2 Replies Latest reply on Sep 28, 2011 8:15 PM by jfitzell

    Log HTML filtering (as opposed to URL filtering)

      I've been using an awesome access denied log that I discovered on this site (which I'd link to but can't re-find for the life of me).

       

      Unfortunately, this only seems to log specific requests/responses and doesn't show any information for when a web page is accessed but modified (for example javascript removed). I've tried to create a rule to log these types of events with no success, any suggestions?

        • 1. Re: Log HTML filtering (as opposed to URL filtering)

          The Body.Modified property might work for you.

          In my 7.1.5.1 version, I put it after the Antimalware rule and it triggers when a script was stripped out. I have mine logging to a separate modified.log file.

           

          However, I can't find any reason property that describes what or why it was modified.

           

          Rule Criteria:
          Body.Modified equals true

           

          Action:
          Continue

           

          Events:
          Set User-Defined.logLine = DateTime.ToWebReporterString
          + " ""
          + String.ReplaceIfEquals (IP.ToString (Client.IP), "", "-")
          + "" ""
          + URL
          + "" "
          + List.OfString.ToString (Antimalware.VirusNames<Gateway Anti-Malware: Standard Setting>)

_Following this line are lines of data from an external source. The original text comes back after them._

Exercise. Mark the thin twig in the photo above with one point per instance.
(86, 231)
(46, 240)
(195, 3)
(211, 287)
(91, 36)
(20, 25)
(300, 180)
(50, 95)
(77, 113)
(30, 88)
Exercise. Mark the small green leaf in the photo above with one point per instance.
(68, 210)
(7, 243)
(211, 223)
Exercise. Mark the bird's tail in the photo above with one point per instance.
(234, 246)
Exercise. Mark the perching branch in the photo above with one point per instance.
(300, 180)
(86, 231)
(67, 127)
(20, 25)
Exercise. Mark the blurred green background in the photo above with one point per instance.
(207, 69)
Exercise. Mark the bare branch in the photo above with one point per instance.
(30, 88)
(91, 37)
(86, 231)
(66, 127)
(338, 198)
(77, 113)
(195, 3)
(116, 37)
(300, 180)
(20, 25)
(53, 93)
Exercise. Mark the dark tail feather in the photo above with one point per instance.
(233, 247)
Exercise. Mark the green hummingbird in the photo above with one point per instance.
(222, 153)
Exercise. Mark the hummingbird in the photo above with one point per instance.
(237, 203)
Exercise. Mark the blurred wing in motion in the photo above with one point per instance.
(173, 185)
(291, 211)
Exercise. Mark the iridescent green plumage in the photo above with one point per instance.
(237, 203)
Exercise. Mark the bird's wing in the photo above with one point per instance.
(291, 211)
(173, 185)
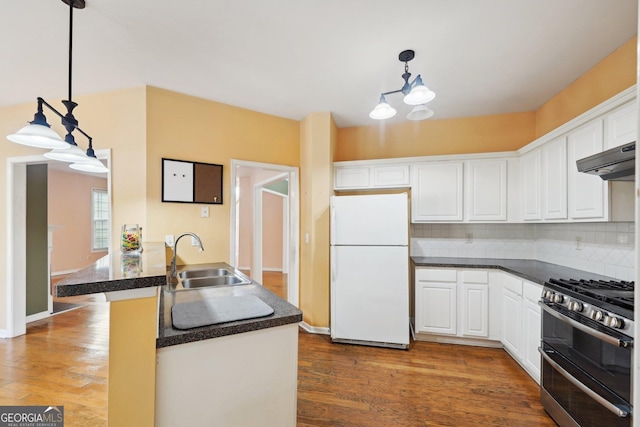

          FileSystemLogging.WriteLogEntry (User-Defined.logLine)<modified.log>

          1 of 1 people found this helpful
          • 2. Re: Log HTML filtering (as opposed to URL filtering)

            Thanks eelsasser,

             

            I've created a similar rule but as you say there's no indication of what was modified or why.  I've been getting really inconsistent behaviour from the MWG7 in my testing compared to v6...  Without the logging I can't work out what's going on and have been holding off upgrading to v7.